Sono 61 i centri siciliani in cui domenica 4 e lunedì 5 ottobre i cittadini saranno chiamati alle urne per il rinnovo delle amministrazioni comunali. Di questi, soltanto 16 con il sistema proporzionale e 45 con quello maggioritario, per una popolazione complessiva di 738.406 cittadini. Gli unici capoluoghi di provincia al voto sono Agrigento ed Enna. L’eventuale turno di ballottaggio si svolgerà domenica 18 e lunedì 19 ottobre, con gli stessi orari. In entrambi i casi, lo scrutinio inizierà subito dopo la chiusura dei seggi. In considerazione dell’emergenza epidemiologica da Covid 19, l’elettore dovrà recarsi necessariamente al seggio elettorale munito di apposita mascherina protettiva. Si vota domenica (dalle 7 alle 22) e lunedì (dalle 7 alle 14). Ad Agrigento la sfida è tra il sindaco uscente Lillo Firetto, sostenuto da 7 liste di centrosinistra, e altri cinque candidati.

Tra loro l’ex sindaco di centrodestra Marco Zambuto in corsa con Udc, FI e #Diventeràbellissima, movimento che fa capo al presidente della Regione Siciliana Nello Musumeci. Lega e FdI sostengono Daniela Catalano, mentre l’ex assessore di Firetto, Francesco Miccichè, è sostenuto da diverse liste civiche trasversali. Nella città di Pirandello si candida da solo il Movimento 5 Stelle, con la consigliera comunale uscente Marcella Carlisi, mentre la sinistra candida Angela Galvano, sostenuta dal presidente dell’Antimafia siciliana Claudio Fava. Più travagliata la vigilia del voto ad Enna, dove due inchieste giudiziarie (sui concorsi all’Azienda sanitaria e al Comune) scuotono la campagna elettorale. A ritentare l’elezione è l’uscente Maurizio Dipietro sostenuto da liste civiche; il candidato del Pd Dario Cardaci, con un passato nel centrodestra; Cinzia Amato del Movimento 5 Stelle; Giuseppe Savoca della Lega e Maurizio Bruno di Cives.

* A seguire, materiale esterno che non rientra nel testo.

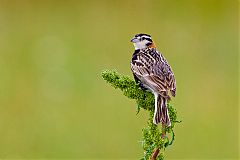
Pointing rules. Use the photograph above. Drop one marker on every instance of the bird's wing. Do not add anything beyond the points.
(153, 70)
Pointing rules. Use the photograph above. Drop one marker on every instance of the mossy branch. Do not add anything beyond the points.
(153, 141)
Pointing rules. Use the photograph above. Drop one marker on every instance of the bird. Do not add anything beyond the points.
(152, 73)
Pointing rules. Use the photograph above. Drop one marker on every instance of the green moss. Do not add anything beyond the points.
(145, 100)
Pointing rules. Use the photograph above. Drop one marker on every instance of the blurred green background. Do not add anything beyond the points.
(54, 103)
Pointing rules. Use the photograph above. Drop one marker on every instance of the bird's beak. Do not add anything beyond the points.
(134, 40)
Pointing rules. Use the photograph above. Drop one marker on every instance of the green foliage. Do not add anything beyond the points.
(152, 135)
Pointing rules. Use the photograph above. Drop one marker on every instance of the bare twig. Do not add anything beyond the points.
(155, 154)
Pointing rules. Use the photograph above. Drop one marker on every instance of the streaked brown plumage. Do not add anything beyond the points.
(153, 72)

Altri grossi centri chiamati al rinnovo delle amministrazioni comunali sono Marsala, Barcellona Pozzo di Gotto, Ispica e Termini Imerese dove Pd e M5S hanno trovato l’intesa sulla candidatura di Maria Terranova. In provincia di Trapani, a Campobello di Mazara, è infine l’ex pm Antonio Ingroia a puntare alla poltrona di sindaco. (askanews)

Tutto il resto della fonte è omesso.